VoiceCraft
VoiceCraft copied to clipboard
some Voice editing problem
I have noticed some testing and demo issues regarding voice editing I would like to ask you about when you edit the last part of the text, for example: https://youtu.be/PJ2qSjycLcw?t=353, after starting at 5:50, there will be a problem with the synthesis quality at the end of the sentence, I prefer the bad audio is not mask in two parts but edit it the end of the sentence. So I found your demo "this was george steers the son of a british naval captain and ship modeler who had become an american naval officer and was entrusted with the prestigious role of overseeing the operations at the renowned naval headquarters" editing in the end of the sentence.There will also be strange pauses at the end of the sentence between the last few words.

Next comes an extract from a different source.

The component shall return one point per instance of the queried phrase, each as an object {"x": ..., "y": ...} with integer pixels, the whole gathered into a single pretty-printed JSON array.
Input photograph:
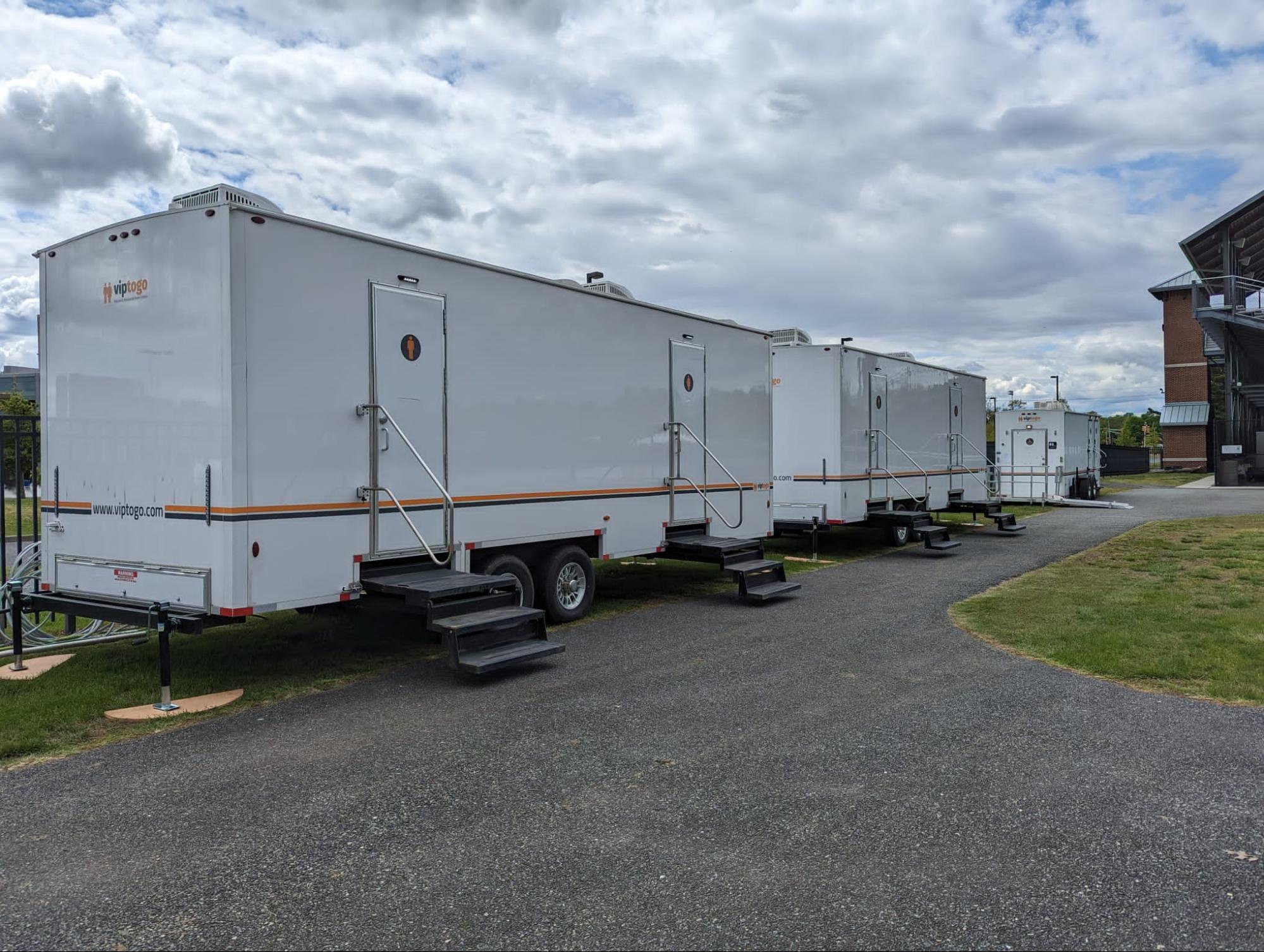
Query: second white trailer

Thanks! I'm not sure I understand your question. If you meant to ask how to reduce unnatural pauses in the generation, try reducing the stop_repetition param to 1 or 2, or simple generate a few samples and select the shortest one (speech editing code doesn't support parallel decoding at this point
In general, VoiceCraft is trained on Gigaspeech, where most of the utterances have length 4~5 second, although the longest ones are ~20sec. So I would expect the model to perform worse on long generation. This problem would likely go away if you train/finetune the model on datasets of long sentences
Yes, thanks for your answer It is indeed possible that it is related to long sentences. The examples I gave you on YouTube and your demo seem to be related to long sentences. However, because the unnatural pause positions in words are at the end of the sentence. The solution you gave in inference is to adjust the stop_repetition param to 1 or 2. If you want to make permanent adjustments, is it better to use long story sentences like LibriSpeech for training?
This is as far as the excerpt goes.